Como curar corretamente o PCB dos medidores inteligentes (sem precisar adivinhar)
A cura do composto utilizado para proteger os componentes do PCB dos medidores inteligentes é algo que exige equilíbrio. É preciso que o calor seja distribuído de maneira uniforme. Se houver áreas onde o calor não chega, a resina permanecerá mole e não conseguirá secar. Por outro lado, se o calor for excessivo em alguma área, os componentes podem ser danificados.

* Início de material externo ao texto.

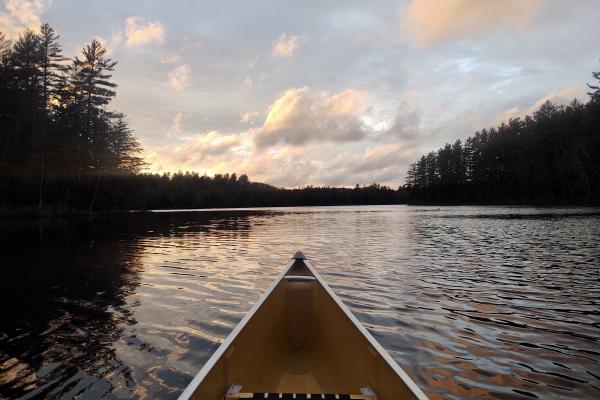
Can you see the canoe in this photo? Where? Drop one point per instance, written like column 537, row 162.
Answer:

É um problema complicado. É por isso que utilizamos simulações digitais. Basicamente, determinamos exatamente onde as lâmpadas infravermelhas devem ser colocadas, para evitar que haja desperdício de materiais.
Pare de adivinhar no local de trabalho
A maioria das pessoas tenta diferentes métodos até que algo funcione. Isso é uma perda de tempo e pode danificar as lâmpadas.
Em vez disso, criamos uma réplica digital do forno e do PCB. Calculamos exatamente como o calor atinge a superfície do PCB. Isso nos permite saber quantas lâmpadas são necessárias e onde devem ser colocadas, antes mesmo de tocar nos fios. Também podemos ajustar os ângulos das lâmpadas para garantir que os componentes altos no PCB não criem sombras que impeçam a cura adequada das partes do PCB.
O desafio da densidade de calor
Os medidores inteligentes são pequenos, o que torna as coisas mais complicadas. Lâmpadas de quartzo de alta potência são eficazes para acelerar o processo, mas geram muito calor.
O problema é que, se aumentarmos demais a potência das lâmpadas, as bordas do PCB superaquecerão, enquanto o centro continuará sem ser adequadamente aquecido. Isso é frustrante. Ao simular o calor, podemos combinar diferentes lâmpadas de potências menores nas bordas, para distribuir melhor o calor pelo todo do PCB.
A realidade
As simulações conseguem levar-nos a cerca de 95% do resultado desejado. Mas não é mágica. Ainda precisamos lidar com fatores como o calor refletido nas paredes do forno ou a influência de correntes de ar na sala. Mesmo com um modelo digital perfeito, ainda é necessário um sistema de resfriamento capaz de lidar com o calor excedente. Se o interior do forno ficar muito quente, as configurações podem mudar, e a simulação deixará de corresponder à realidade.
Tudo se resume em equilibrar o plano digital com o hardware real.